C’est ce qui est déjà contenu dans cette expression caractéristique : Dieu est en dehors de nous. La sophistique de la théologie n’interprète pas, il est vrai, ces mots dans le sens propre et leur en substitue d’autres plus vagues et indéterminés. Elle aime mieux dire : Dieu a une existence différente et indépendante de la nôtre. Mais si les termes « en dehors de nous » sont des termes impropres, impropre est aussi le mot existence appliqué à la manière d’être de Dieu ; il s’agit ici d’une existence dans le sens précis et exact du mot, et il n’en est pas de plus précis et de plus exact que l’adjectif « extérieur » pour caractériser cette existence.

L’existence sensible, réelle est celle qui ne dépend en rien de mon action sur moi-même, par laquelle, au contraire, je suis involontairement saisi et déterminé, qui est lors même que je ne suis pas, lors même que je ne puis ni la penser ni la sentir. Telle devrait être l’existence de Dieu. Mais Dieu ne peut être ni vu, ni entendu, ni senti. Il n’existe pas pour moi si je n’existe pas pour lui ; si je ne pense et ne crois aucun dieu, il n’y a pas pour moi de dieu. Il n’est donc qu’autant que je le pense. Son existence est une existence réelle qui en même temps ne l’est pas ; une existence spirituelle, objectera-t-on ; mais exister spirituellement, c’est exister tout simplement dans la pensée ou dans la foi. Dieu est donc un terme moyen entre pensée et réalité, un être immatériel matériel, un être plein de contradictions.

L’athéisme est la conséquence nécessaire de ces contradictions. L’être divin a la substance d’une existence empirique ou matérielle sans en avoir les signes et les propriétés caractéristiques. Il est une affaire d’expérience dans sa nature, et dans la réalité rien que l’existence puisse atteindre. Par les représentations sensibles sous lesquelles il s’impose, il invite l’homme à le chercher, et si dans le monde sensible l’homme ne trouve rien qui ne soit en contradiction avec lui, il est complétement en droit de le nier.

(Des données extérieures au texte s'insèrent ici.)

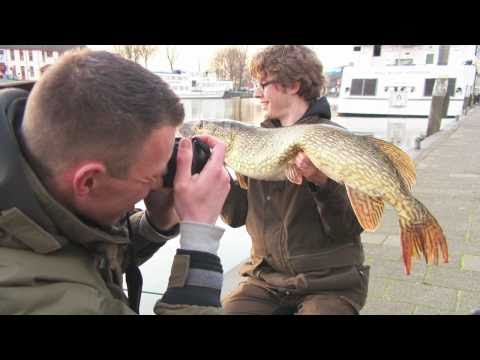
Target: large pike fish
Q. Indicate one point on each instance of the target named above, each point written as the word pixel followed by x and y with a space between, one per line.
pixel 372 170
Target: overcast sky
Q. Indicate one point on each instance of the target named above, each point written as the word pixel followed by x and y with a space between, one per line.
pixel 193 57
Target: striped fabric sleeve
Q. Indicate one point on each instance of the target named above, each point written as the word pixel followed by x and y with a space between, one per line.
pixel 197 274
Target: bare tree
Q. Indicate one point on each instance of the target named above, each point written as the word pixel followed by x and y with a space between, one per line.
pixel 146 52
pixel 230 64
pixel 130 52
pixel 172 55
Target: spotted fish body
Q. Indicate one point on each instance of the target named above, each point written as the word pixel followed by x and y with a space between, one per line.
pixel 372 170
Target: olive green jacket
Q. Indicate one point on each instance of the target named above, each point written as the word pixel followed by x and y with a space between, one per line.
pixel 66 266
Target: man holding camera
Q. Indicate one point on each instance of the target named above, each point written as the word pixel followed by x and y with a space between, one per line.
pixel 95 139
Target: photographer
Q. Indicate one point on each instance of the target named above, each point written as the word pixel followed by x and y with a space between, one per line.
pixel 95 139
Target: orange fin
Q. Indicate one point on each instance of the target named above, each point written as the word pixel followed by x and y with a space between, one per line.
pixel 422 236
pixel 292 174
pixel 401 160
pixel 242 181
pixel 369 210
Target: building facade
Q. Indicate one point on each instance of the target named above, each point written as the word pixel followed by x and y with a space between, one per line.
pixel 24 62
pixel 398 80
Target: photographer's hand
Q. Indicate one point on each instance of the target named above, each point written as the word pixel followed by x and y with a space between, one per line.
pixel 200 197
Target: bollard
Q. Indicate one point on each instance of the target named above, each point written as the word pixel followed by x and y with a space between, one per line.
pixel 418 141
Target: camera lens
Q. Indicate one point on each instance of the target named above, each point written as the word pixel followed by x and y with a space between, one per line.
pixel 201 154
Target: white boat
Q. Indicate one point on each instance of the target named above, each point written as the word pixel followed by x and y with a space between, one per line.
pixel 398 80
pixel 188 86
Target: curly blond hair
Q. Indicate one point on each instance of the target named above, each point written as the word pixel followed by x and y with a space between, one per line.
pixel 289 63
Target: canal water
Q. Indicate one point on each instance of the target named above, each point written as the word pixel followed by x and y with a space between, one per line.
pixel 235 243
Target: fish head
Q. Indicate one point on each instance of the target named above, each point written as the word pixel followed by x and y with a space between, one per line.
pixel 221 129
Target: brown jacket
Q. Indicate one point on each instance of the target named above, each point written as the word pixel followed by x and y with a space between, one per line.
pixel 304 238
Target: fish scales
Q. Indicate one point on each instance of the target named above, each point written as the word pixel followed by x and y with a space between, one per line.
pixel 372 170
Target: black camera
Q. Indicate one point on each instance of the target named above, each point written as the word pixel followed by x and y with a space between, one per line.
pixel 201 154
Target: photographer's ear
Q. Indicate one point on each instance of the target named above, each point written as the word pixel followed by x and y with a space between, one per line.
pixel 86 178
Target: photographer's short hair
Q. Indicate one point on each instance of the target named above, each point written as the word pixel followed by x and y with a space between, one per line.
pixel 95 105
pixel 289 63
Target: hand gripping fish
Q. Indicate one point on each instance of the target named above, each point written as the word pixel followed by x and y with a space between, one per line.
pixel 372 170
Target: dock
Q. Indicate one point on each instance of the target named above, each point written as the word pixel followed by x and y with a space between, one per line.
pixel 448 183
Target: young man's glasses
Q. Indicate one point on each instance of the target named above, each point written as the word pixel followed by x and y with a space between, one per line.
pixel 262 86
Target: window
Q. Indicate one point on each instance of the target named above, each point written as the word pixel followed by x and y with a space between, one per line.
pixel 403 61
pixel 443 53
pixel 429 59
pixel 430 83
pixel 364 87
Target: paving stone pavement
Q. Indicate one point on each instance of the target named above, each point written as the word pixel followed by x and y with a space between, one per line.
pixel 448 183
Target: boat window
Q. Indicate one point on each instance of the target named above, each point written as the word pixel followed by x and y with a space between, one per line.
pixel 430 83
pixel 429 59
pixel 364 87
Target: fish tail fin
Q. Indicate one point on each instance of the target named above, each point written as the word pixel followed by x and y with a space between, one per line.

Kant, dans sa critique des preuves de l’existence de Dieu, a soutenu que cette existence ne pouvait pas être démontrée par la raison. Il ne méritait point pour cela les reproches que lui a faits Hegel, car son assertion était fondée sur la vérité pure ; d’une idée il est impossible de faire sortir la réalité. Sa seule faute était de croire par là dire quelque chose de particulier et de vouloir imposer ainsi une limite à l’intelligence. L’intelligence est complétement impuissante à faire de ce qu’elle pense un objet des sens. La preuve de l’existence de Dieu dépasse donc la mesure de ses forces, mais dans le même sens que la vue, l’ouïe ou l’odorat sont en dehors et au-dessus de sa conception. C’est une folie que de lui reprocher de ne pas satisfaire une curiosité dont on ne peut demander la satisfaction qu’aux sens en général. Dans la question de l’existence de Dieu, il ne s’agit pas d’une réalité intérieure, d’une vérité pure et simple, mais d’une manière d’être formelle, externe, telle qu’elle appartient aux êtres différents de l’homme et indépendante de sa manière de voir.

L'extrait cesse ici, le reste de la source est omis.